That is how many of Ireland's prehistoric enclosures first come to light, their shapes invisible at ground level yet legible from above, where the slight differences in soil moisture and crop growth betray what lies beneath. This particular site emerged from the Bruff Survey, a systematic aerial mapping project that catalogued features across this part of County Limerick.
The enclosure was formally described by Doody in 2008, drawing on aerial photograph AP 4/3071 from the Bruff Survey. The platform is subcircular in plan, measuring approximately 50 metres east to west and 39 metres north to south, and sits roughly 0.6 metres above the base of the surrounding ditch. That ditch, which defines the perimeter of the enclosure, is about 8 metres wide and 0.5 metres deep. It is the overall shape and proportions of the earthwork that lead researchers to suggest a Bronze Age date, a broad period running roughly from 2500 to 500 BC in Irish terms. Enclosures of this morphology, where a raised internal platform is bounded by a wide, relatively shallow ditch, recur in the Bronze Age archaeological record across Ireland, though without excavation the dating remains provisional.

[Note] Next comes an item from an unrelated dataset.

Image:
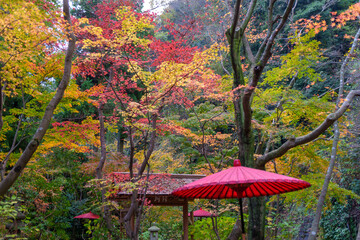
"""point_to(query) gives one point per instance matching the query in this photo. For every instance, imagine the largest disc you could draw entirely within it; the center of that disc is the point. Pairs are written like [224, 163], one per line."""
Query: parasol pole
[242, 219]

The site is not formally developed for visitors, and accessing it means navigating agricultural land, so anyone hoping to see it should bear in mind the usual courtesies around landowner permission. At ground level the enclosure is subtle; the slight rise of the platform and the gentle depression of the ditch are what to look for, and they are easiest to read in low winter light when vegetation is sparse. The surrounding landscape of south County Limerick is well supplied with other prehistoric and early historic sites, so those with an interest in the deeper layers of the Irish countryside will find this a useful area to explore carefully and on foot.